The Defendant argues that the Plaintiff's request for the audit trail is a "fishing expedition." To the contrary, the Plaintiff has not offered "a litany of theoretical questions followed by hypothetical speculations calculated to justify a fishing expedition" (Minister, Elders & Deacons of the Reformed Protestant Dutch Church of City of New York v. 198 Broadway, Inc., 59 NY2d 170, 175 ). Rather, the Plaintiff requested the decedent's audit trail, a document the Plaintiff knows must exist because it is mandated by Federal and New York law, for the specific reason of quantifying the level of involvement of the Emergency Department Attending Physician with the decedent's care while she was in the Emergency Department.
Finally, the Defendant argues, relying upon Vargas v Lee, 2015 WL 3857323, 2015 NY Slip Op 31048(U) [Sup Ct, Kings County 2015] for the proposition that the Plaintiff was required to make a showing that the medical records already produced were not authentic before being entitled to receive the audit trail.
Vargas specifically addressed the production of an audit trail for the plaintiff's medical records. The court applying, The Sedona Principles-Second Edition: Best Practices Recommendations and Principles for Addressing Electronic Document Production (Sedona Conference Working Group Series 2007) and Aguilar v. Immigration & Customs Enf't Div. of U.S. Dep't of Homeland Sec., 255 F.R.D. 350, 354 [SDNY 2008] held that the audit trail was "system metadata," that system metadata is not typically disclosed, and that the plaintiff did not make an adequate showing challenging the sufficiency and authenticity of the medical records already produced (Vargas v Lee, 2015 WL 3857323 at *2).

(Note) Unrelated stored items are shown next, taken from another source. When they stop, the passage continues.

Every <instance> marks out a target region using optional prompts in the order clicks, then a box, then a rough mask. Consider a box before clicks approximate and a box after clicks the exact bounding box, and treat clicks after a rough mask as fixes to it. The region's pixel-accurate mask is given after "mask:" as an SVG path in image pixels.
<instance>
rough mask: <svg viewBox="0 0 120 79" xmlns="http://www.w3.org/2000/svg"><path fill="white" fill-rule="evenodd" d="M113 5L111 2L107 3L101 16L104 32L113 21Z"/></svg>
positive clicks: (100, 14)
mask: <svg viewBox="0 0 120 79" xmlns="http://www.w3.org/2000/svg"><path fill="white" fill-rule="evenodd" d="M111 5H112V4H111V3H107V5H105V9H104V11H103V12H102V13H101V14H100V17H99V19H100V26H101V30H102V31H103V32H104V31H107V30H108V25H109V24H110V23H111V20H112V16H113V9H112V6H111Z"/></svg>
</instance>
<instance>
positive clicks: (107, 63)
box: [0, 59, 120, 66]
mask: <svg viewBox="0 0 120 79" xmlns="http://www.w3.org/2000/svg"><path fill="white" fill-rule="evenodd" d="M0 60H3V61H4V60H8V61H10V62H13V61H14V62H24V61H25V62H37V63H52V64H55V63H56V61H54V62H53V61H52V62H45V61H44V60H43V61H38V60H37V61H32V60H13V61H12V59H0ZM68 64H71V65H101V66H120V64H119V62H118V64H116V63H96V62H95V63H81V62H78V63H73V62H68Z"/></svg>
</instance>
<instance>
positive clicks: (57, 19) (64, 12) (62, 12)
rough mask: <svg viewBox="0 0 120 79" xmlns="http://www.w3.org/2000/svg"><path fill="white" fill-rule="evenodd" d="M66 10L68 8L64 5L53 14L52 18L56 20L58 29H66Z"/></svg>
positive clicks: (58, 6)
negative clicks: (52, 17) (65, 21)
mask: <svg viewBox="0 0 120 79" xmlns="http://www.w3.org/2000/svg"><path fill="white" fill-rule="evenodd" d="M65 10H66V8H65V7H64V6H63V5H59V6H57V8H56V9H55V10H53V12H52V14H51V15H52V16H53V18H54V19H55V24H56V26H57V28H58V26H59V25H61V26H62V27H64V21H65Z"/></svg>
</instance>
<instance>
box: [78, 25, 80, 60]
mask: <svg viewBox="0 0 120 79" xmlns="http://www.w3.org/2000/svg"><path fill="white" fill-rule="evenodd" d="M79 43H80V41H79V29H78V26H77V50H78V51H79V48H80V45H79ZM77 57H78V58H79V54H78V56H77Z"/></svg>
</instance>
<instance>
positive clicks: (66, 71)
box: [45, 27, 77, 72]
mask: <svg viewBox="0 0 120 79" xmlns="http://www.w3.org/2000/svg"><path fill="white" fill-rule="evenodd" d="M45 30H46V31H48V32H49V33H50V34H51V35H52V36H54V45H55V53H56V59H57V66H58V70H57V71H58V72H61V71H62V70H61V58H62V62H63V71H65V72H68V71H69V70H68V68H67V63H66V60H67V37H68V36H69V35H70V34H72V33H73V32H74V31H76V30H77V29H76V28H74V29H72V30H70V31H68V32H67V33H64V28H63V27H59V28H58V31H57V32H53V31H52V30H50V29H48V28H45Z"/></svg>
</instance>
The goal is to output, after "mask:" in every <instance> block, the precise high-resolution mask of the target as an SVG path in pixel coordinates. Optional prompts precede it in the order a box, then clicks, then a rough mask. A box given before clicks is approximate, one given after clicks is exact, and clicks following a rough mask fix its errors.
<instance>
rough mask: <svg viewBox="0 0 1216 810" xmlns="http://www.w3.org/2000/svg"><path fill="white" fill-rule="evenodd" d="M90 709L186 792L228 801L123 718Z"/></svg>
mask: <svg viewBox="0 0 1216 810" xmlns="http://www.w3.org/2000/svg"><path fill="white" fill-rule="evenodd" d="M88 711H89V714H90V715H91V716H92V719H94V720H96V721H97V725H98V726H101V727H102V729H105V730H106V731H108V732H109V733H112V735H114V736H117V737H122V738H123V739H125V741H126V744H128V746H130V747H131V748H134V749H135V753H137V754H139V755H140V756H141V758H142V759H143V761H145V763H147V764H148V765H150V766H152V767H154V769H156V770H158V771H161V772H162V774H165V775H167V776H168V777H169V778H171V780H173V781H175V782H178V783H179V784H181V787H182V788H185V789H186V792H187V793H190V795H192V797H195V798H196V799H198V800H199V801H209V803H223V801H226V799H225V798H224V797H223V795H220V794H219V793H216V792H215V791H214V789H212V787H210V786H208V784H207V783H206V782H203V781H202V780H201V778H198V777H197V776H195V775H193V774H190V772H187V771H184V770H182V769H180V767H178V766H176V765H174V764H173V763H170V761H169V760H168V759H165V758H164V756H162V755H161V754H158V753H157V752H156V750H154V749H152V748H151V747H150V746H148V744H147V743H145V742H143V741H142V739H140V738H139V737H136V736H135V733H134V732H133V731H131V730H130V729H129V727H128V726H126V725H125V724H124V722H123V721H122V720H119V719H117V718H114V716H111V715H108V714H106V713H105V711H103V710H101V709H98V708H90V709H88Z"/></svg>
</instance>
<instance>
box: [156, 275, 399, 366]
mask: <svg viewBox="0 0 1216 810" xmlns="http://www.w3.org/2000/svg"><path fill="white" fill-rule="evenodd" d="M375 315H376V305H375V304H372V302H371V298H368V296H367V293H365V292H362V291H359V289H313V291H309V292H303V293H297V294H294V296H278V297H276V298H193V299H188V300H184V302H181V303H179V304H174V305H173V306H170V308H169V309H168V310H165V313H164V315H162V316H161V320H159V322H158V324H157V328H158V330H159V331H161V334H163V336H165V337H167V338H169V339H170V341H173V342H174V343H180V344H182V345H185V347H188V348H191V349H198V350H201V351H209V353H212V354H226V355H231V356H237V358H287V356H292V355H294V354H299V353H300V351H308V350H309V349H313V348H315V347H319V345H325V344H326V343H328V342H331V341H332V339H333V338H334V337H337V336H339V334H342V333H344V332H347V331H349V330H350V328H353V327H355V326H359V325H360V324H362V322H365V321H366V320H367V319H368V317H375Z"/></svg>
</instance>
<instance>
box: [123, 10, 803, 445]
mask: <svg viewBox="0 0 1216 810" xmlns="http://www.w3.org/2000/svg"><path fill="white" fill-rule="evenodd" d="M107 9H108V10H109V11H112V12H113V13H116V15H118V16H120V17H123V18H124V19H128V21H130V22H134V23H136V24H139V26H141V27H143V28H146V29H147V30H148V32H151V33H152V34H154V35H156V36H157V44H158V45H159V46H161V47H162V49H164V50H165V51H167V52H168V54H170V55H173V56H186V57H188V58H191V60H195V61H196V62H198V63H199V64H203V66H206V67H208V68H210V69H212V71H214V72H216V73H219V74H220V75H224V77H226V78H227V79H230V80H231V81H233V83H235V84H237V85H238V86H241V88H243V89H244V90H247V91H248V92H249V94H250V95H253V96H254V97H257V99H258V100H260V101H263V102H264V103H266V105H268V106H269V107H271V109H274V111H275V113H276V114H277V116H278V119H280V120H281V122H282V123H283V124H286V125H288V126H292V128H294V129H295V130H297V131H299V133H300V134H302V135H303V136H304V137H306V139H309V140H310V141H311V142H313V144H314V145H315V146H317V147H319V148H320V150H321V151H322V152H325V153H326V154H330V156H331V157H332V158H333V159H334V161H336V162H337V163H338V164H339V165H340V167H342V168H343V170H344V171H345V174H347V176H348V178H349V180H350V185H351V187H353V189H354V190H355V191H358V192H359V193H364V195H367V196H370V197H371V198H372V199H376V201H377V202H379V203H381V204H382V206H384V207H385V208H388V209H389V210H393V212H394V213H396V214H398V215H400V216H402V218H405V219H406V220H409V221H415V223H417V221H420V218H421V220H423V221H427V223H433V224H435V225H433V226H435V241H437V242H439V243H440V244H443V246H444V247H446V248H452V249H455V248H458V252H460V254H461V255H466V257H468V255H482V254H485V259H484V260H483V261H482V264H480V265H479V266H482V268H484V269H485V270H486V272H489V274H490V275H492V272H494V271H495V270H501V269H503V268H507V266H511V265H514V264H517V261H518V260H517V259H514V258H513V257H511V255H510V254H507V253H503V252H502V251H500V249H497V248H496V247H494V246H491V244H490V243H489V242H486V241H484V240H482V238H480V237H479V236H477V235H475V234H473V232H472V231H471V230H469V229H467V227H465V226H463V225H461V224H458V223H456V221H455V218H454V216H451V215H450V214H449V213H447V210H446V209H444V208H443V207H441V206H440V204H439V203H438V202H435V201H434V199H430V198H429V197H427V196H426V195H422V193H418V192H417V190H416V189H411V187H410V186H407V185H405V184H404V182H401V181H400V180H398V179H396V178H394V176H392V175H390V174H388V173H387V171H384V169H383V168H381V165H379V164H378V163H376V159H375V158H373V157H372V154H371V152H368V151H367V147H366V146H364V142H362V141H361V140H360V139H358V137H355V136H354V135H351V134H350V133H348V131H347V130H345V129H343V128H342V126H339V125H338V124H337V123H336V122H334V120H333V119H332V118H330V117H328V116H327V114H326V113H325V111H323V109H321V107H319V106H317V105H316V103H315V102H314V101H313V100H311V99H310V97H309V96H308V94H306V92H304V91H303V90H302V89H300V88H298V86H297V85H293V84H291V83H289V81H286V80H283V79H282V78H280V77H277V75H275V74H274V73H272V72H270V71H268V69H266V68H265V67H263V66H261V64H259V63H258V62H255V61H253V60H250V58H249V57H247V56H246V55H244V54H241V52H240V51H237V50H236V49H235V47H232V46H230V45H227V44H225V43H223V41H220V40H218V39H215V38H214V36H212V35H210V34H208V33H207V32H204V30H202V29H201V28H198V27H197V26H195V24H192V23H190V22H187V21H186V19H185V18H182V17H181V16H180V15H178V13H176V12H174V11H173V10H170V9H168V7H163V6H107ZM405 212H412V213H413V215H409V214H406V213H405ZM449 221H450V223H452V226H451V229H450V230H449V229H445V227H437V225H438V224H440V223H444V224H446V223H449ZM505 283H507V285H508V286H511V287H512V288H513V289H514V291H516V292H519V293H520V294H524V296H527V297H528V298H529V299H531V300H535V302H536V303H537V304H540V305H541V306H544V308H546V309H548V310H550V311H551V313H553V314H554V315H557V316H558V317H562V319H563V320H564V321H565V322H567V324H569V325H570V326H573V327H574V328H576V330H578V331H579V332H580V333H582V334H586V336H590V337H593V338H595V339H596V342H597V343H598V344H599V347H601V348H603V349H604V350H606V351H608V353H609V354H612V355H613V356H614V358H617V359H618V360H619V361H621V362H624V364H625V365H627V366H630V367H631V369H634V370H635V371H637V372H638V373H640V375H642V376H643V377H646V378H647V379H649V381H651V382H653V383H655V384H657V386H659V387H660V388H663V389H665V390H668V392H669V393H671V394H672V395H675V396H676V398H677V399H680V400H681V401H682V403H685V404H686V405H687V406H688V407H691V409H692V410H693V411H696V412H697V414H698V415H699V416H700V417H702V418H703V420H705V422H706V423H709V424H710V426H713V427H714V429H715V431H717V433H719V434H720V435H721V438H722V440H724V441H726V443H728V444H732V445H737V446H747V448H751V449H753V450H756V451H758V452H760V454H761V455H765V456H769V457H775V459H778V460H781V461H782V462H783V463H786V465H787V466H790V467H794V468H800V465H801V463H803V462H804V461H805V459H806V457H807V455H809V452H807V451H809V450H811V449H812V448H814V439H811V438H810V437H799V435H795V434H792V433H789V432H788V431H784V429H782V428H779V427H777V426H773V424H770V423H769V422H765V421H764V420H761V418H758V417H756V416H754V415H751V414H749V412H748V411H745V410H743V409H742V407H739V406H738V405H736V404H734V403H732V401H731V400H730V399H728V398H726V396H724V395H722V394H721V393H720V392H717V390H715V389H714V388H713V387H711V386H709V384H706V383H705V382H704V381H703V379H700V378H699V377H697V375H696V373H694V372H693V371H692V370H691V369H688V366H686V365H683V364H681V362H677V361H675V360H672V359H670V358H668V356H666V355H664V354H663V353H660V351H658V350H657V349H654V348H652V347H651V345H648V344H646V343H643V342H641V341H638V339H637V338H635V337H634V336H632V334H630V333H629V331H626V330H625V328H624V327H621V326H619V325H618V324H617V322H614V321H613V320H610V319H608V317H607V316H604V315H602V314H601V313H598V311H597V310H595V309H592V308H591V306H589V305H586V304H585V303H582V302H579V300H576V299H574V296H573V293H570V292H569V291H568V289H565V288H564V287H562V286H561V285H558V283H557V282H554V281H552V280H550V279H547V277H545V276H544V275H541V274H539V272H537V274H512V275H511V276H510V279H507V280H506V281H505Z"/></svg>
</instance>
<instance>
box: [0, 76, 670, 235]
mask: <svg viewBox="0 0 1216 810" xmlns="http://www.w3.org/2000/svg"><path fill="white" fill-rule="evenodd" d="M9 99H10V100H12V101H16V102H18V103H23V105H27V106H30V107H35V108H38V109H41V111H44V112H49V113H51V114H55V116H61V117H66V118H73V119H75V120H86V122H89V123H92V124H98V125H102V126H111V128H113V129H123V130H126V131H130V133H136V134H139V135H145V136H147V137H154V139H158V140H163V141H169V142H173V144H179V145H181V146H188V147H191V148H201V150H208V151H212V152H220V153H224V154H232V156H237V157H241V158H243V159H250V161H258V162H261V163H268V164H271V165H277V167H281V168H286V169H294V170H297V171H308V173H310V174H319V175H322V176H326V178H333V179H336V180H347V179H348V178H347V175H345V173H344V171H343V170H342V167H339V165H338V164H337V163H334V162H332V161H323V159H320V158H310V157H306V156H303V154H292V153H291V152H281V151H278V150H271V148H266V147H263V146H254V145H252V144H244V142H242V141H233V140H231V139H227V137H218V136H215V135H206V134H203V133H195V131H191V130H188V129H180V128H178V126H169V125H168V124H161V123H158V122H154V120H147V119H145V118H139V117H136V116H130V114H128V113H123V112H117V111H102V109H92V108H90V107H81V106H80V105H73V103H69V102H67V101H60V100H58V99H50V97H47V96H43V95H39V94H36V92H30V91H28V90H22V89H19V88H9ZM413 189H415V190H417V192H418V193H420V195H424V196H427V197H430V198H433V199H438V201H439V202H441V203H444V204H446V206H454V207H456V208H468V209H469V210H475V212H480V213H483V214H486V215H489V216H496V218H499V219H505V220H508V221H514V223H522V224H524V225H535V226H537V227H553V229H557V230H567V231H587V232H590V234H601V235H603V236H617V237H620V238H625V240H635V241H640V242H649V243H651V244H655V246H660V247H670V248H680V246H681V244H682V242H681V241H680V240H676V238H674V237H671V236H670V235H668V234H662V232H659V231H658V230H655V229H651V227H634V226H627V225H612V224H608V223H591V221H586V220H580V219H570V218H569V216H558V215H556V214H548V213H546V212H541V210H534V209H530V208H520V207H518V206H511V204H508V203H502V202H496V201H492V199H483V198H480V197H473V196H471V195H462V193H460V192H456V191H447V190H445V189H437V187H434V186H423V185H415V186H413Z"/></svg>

In discussing system metadata, the Aguilar court noted system metadata is typically not relevant and, therefore, not disclosed, but noted that, "[s]ystem metadata is relevant, however, if the authenticity of a document is questioned or if establishing who received what information and when is important to the claims or defenses of a party" (Aguilar, 255 F.R.D. at 354) [emphasis added]. While the Vargas court concerned itself with the former consideration of relevance, it is the latter consideration which is at issue here.
As the Plaintiff has made a proper request for the audit trail, the Court hereby concludes that the Plaintiff's motion to compel production of the audit trail should be granted.
Based upon all the papers submitted in support and in opposition to this motion and in accordance with the above Decision, and after due deliberation, it is hereby
ORDERED that the Plaintiff's motion for an order compelling the Defendant to produce the audit trail of the decedent, which was requested in the Plaintiff's Third Notice For Discovery and Inspection is GRANTED; and it is further
ORDERED that the Defendant produce the audit trail within thirty (30) days of this Decision and Order.